Change event: Farm inheritance tax reform: APR and BPR caps from April 2026 Effective 6 April 2026

What is changing

Currently, qualifying agricultural property and business assets can receive 100% relief from inheritance tax, regardless of value. From 6 April 2026, 100% relief will be capped at a combined threshold of £2.5 million per person.

Above this threshold, relief reduces to 50%. This means an effective inheritance tax rate of 20% on the excess value (half the standard 40% rate).

The threshold covers both Agricultural Property Relief (APR) and Business Property Relief (BPR) combined. You cannot claim £2.5 million for APR and a further £2.5 million for BPR — the total across both reliefs is £2.5 million per person.

Changes take effect
6 April 2026
100% relief cap (individual)
£2.5 million (APR and BPR combined)
100% relief cap (couples)
£5 million (transferable between spouses)
Effective IHT rate above cap
20% (50% relief, so half the standard 40% rate)
AIM-listed shares (from April 2026)
50% BPR only (reduced from 100%)
Ownership requirement
2 years before death
Instalment option
10 annual interest-free instalments (for qualifying property)

Who is affected

The changes primarily affect:

  • Farm owners with combined APR/BPR qualifying assets above £2.5 million (or £5 million for couples)
  • Family businesses with significant business property qualifying for BPR
  • AIM investors — shares in AIM-listed companies will only receive 50% BPR relief from April 2026

Farms under the threshold continue to receive 100% relief and pay no inheritance tax on qualifying assets. However, land values can rise significantly, so even farms currently below the threshold should plan ahead.

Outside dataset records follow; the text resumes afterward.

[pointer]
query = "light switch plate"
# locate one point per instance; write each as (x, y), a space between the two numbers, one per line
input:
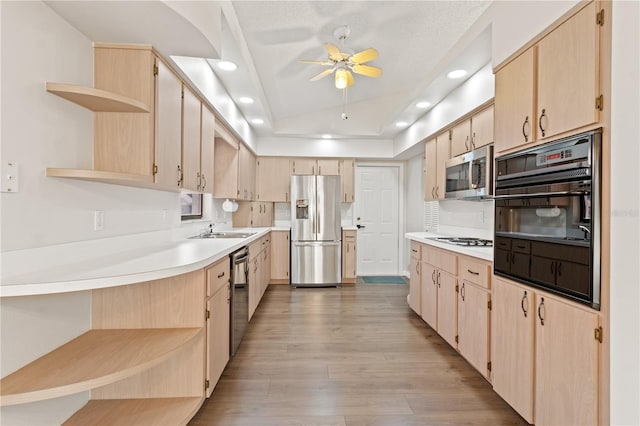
(9, 176)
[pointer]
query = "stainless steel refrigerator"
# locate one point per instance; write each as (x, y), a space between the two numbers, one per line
(316, 251)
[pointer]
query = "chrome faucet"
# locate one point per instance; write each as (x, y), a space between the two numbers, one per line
(587, 231)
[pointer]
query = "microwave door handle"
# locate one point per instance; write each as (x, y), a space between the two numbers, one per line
(539, 195)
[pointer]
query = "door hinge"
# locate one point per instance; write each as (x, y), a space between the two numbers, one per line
(598, 334)
(600, 17)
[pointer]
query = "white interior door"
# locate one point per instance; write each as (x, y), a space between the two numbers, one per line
(377, 212)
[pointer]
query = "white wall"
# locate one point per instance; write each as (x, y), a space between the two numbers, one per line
(478, 89)
(517, 22)
(625, 215)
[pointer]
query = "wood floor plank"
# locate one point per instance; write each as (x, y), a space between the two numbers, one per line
(351, 356)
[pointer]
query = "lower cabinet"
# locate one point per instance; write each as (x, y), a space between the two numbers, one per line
(545, 354)
(415, 283)
(349, 258)
(218, 297)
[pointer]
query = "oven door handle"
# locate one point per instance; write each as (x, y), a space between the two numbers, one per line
(539, 195)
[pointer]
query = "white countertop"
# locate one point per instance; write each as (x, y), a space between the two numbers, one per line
(485, 253)
(69, 267)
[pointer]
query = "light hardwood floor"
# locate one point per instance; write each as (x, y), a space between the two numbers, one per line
(354, 355)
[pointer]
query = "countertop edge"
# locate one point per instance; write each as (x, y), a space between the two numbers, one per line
(484, 253)
(190, 265)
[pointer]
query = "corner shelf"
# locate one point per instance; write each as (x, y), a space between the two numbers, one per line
(114, 178)
(137, 412)
(100, 357)
(96, 100)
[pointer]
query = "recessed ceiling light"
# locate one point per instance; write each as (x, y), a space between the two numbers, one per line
(227, 66)
(457, 73)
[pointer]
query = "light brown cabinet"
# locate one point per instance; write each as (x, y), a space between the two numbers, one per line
(191, 119)
(280, 255)
(311, 166)
(473, 132)
(253, 214)
(474, 313)
(218, 297)
(436, 154)
(246, 173)
(272, 179)
(349, 256)
(225, 181)
(551, 88)
(415, 296)
(347, 178)
(564, 357)
(168, 154)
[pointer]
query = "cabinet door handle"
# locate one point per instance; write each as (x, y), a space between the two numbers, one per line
(525, 124)
(524, 303)
(544, 114)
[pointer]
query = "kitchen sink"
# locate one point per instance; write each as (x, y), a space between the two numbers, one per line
(224, 235)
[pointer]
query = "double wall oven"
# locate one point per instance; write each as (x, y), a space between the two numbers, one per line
(547, 217)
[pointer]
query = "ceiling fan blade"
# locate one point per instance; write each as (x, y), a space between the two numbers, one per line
(367, 70)
(334, 52)
(321, 75)
(350, 79)
(364, 56)
(326, 63)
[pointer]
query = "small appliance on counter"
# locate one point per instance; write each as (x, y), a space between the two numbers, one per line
(316, 250)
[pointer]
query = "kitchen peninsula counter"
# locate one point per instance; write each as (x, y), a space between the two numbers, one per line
(111, 262)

Action required before April 2026

If your farm or family business assets may exceed £2.5 million, you should act now. Get a professional valuation from a RICS or CAAV agricultural valuer to understand your exposure. Review your will to ensure it takes full advantage of both nil-rate bands and the APR/BPR threshold — particularly for married couples, where correct drafting is essential to use the combined £5 million threshold.

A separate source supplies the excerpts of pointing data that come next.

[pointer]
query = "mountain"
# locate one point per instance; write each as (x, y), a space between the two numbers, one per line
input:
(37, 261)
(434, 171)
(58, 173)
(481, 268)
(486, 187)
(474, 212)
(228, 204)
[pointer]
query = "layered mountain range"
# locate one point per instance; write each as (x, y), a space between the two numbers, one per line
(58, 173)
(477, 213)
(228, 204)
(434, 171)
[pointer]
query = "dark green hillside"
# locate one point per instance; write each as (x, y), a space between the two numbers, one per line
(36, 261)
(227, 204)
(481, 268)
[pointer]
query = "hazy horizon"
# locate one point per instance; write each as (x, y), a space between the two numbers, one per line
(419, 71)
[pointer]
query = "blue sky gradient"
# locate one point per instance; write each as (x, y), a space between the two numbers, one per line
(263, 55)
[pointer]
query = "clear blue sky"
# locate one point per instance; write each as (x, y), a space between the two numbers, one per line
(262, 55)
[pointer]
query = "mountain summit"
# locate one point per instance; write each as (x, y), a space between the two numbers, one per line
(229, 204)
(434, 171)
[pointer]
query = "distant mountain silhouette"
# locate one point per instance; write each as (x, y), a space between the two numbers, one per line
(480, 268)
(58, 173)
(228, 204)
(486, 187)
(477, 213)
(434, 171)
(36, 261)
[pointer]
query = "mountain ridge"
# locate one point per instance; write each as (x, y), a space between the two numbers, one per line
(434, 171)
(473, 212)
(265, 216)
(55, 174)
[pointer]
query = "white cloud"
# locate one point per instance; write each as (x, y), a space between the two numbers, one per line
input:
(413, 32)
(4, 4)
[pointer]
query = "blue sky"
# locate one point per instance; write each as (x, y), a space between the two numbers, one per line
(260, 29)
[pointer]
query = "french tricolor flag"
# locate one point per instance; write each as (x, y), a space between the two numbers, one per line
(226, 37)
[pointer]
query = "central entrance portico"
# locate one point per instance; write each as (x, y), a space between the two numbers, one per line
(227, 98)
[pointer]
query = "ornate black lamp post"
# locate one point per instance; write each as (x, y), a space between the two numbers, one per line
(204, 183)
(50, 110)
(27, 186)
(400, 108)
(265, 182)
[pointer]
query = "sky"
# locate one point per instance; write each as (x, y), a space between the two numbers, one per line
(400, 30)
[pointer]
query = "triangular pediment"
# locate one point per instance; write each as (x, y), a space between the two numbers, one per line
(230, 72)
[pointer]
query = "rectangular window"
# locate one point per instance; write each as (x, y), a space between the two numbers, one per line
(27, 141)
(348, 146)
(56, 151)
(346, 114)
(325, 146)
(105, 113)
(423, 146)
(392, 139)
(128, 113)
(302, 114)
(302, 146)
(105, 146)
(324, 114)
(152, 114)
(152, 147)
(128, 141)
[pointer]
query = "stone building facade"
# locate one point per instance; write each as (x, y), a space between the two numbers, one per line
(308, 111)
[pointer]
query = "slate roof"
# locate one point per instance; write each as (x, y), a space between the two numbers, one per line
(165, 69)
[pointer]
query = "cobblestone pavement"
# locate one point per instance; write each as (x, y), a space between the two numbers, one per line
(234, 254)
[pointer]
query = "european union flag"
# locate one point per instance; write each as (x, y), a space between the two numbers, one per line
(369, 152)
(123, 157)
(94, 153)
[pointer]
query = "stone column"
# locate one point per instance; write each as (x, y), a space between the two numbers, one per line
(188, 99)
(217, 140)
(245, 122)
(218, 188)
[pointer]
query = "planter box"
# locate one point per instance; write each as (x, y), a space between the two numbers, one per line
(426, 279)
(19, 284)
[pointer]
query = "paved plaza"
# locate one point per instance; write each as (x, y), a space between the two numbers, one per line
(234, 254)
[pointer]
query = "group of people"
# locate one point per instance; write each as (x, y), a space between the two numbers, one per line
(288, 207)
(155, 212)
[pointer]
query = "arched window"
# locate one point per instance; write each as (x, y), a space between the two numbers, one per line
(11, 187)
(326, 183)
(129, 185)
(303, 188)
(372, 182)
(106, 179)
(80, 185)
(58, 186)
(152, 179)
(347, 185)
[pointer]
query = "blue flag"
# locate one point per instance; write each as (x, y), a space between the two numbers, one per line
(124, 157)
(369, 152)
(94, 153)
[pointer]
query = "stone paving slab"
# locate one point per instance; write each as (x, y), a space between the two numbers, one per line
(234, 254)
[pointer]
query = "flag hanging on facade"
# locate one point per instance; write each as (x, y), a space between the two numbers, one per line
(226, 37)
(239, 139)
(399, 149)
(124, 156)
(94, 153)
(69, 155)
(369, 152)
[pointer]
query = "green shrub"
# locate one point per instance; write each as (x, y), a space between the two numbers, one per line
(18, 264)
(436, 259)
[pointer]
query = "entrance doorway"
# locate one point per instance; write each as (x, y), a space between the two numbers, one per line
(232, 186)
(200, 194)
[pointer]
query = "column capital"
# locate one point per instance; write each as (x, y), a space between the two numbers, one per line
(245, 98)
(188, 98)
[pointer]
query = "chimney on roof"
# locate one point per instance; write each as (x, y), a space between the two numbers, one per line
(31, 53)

Planning options to consider

Several planning strategies may reduce your exposure:

  • Lifetime gifts: Gifts of agricultural or business property become exempt after 7 years (potentially exempt transfers), but you lose your CGT base cost and gifts with reservation of benefit do not work
  • Partnership restructuring: Each partner in a farming partnership has their own £2.5 million threshold — restructuring ownership may help
  • Insurance: A life insurance policy written in trust can provide funds to pay any IHT liability without forcing a farm sale
  • Instalment payments: IHT on qualifying property can be paid in 10 annual interest-free instalments, which may be manageable from farm income

⚠️ Seek professional advice

This is a complex area with significant financial implications. We strongly recommend seeking advice from a solicitor or tax adviser experienced in agricultural estates before making any decisions. The earlier you plan, the more options are available to you.